Second, we need to interrogate the drug war by looking at its consequences on communities and documenting the roles of various sectors in enabling or resisting it. Thus, Mary Racelis, and the team of Ica Fernandez, Mixkaela Villalon, Abbey Pangilinan, and Nastassja Quijano, show how communities in Metro Manila have responded to the drug war. Anna Warburg presents the perspectives from the police themselves, while Filomin Gutierrez presents counter-narratives of arrested persons for drug offenses. Cheryll Soriano, Clarissa David, and Jenna Atun, meanwhile, problematize how the media has echoed government discourse, and Jayeel Cornelio and Erron Medina chart the responses from Christian groups.

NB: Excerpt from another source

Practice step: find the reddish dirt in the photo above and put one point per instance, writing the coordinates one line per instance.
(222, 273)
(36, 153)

Finally, we need to reimagine drug policy in ways that are humane and evidence-based, in ways that account for the role of local government units (as explained by Ronald Mendoza, Michael Henry Yusingco, and Jayvy Gamboa), social movements (as articulated by Nex Bengson in a case study of the local cannabis movement), international actors (as pointed out by regional drug policy advocates Gloria Lai, Claudia Stoicescu, and Ricky Gunawan), and even the arts and the humanities (as argued by poets Kristine Ong Muslim and Vincen Gregory Yu).
“It is time to decriminalize drug use,” the physician-lawyer Lee Yarcia argues in his chapter that calls for urgent criminal justice reforms. “We need to explore harm reduction ordinances,” human rights lawyer Cathy Alvarez echoes in hers.
If we can get our presidential candidates to debate about such propositions, then it would be an achievement in itself. As our book hopefully conveys, the starting point for elevating the drug discourse is recognizing that there is more to the drug war than Rodrigo Duterte, and there is more to drug issues than the drug war.